Taiwan travel agencies are eager for cross-strait tourism to pick up, but tourists are cautious
May 25, 2023
Singapore – Taiwanese tour operators are bracing for a rebound in cross-strait tourism even as Taiwan has yet to lift a ban on group travel to China amid geopolitical tensions between Taipei and Beijing.
“The tourism industry is very optimistic that they can send tour groups to China soon,” said Mr. Liu Zhiqiang, head of travel agency Best Original Travel Service.
The optimism stems from China’s announcement that group travel to Taiwan will resume from last Friday – three years after inbound travel was restricted due to Covid-19.
Major tour operators such as Lion Travel and Richmond Tours have started to organize group tour itineraries to China so that they can sign up any time after Taiwan’s travel ban is fully lifted.
Traditionally popular Chinese destinations, including Shanghai and Beijing, may be among the first to be offered, Lion Travel said.
However, with Taiwan still banning its residents from traveling to mainland China on group tours — also in place because of the pandemic — Beijing’s latest announcement has yet to carry any real weight.
Zhang Shih-chung, head of Taiwan’s tourism bureau, told local reporters on Friday that Taiwan would not lift the ban until after talks between the two sides, adding that he hoped this would happen by the end of May.
Negotiations between the two sides should be conducted through semi-official entities that handle cross-strait tourism, namely the Taiwan Straits Tourism Association and its Chinese counterpart, the Cross-Strait Tourism Exchange Association, he said.
“Cross-strait tourism must also resume on an equal footing, with a two-pronged approach,” Mr Zhang added at a news conference, referring to China’s current ban on its own citizens visiting Taiwan.
In August 2019, Beijing banned Chinese tourists from traveling to the island to apply for individual travel documents, citing the state of relations between the two countries.

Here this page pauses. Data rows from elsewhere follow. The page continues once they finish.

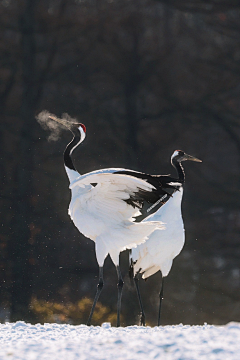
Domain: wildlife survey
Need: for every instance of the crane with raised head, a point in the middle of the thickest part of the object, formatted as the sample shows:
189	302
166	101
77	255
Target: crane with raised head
158	252
105	205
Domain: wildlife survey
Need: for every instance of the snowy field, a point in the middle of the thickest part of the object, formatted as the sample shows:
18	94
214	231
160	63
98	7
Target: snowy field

China’s surprise move is widely seen as an attempt to hurt President Tsai Ing-wen, from the independence-leaning Democratic Progressive Party, chances of re-election in January 2020.
Later in 2020, China also banned its citizens from traveling to Taiwan on group tours, citing the pandemic.

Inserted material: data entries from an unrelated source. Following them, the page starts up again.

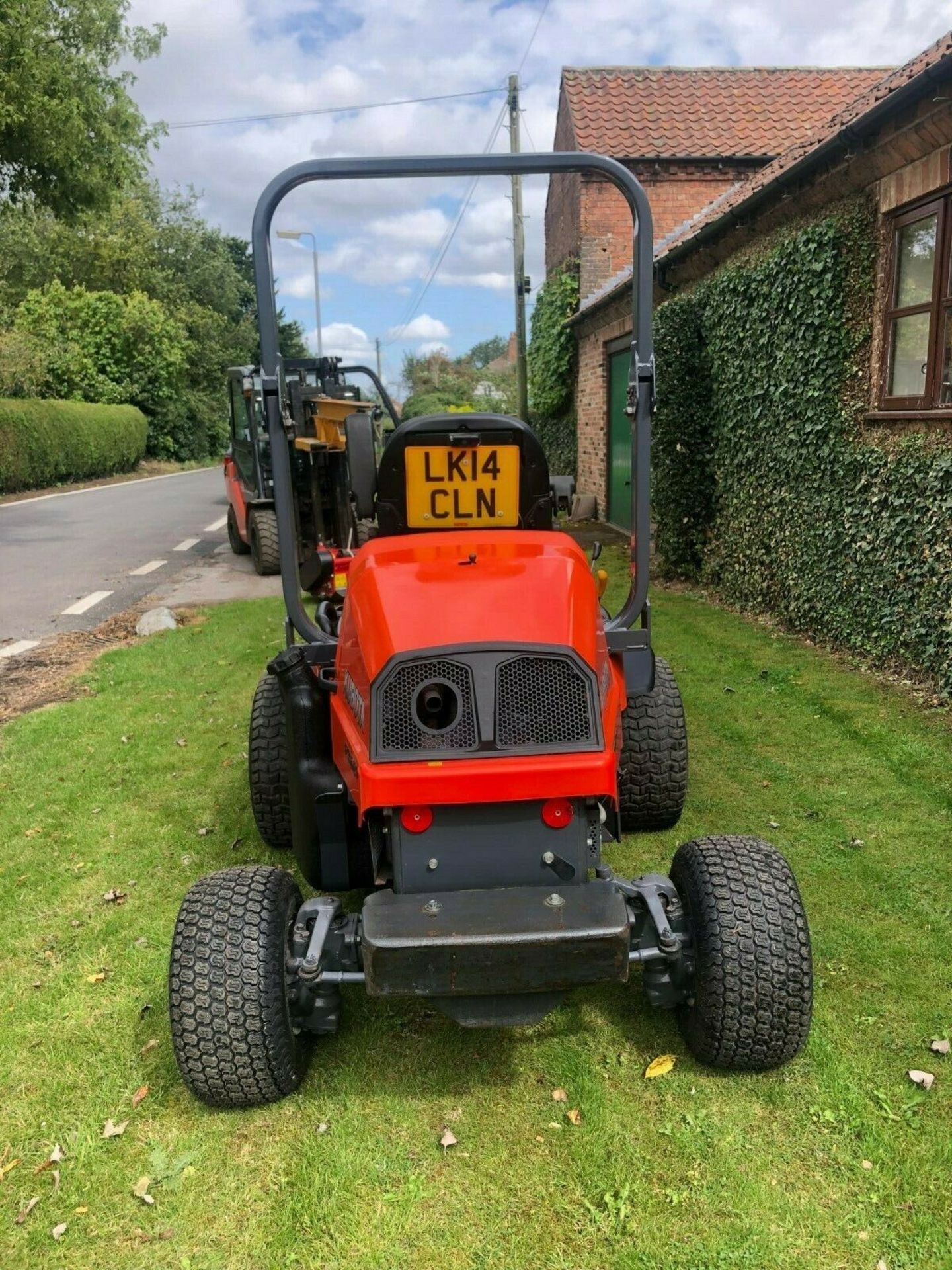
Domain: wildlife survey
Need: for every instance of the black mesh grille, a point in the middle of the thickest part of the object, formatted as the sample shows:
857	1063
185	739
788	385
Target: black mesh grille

The successive bans have dealt a huge blow to Taiwan’s tourism industry, as Chinese tourists are its biggest customers, accounting for about a quarter of overseas arrivals in 2018. Industry sources estimate that Beijing’s measures have cost Taiwan at least NT$28 billion (S$1.2 billion) in lost revenue for more than six months.
South Koreans now make up the largest proportion of tourists to Taiwan — 59,195 arrived in February — although overall tourist numbers are still only about a third of what they were before the pandemic. In 2019, Taiwan attracted a record 11.8 million tourists from all over the world.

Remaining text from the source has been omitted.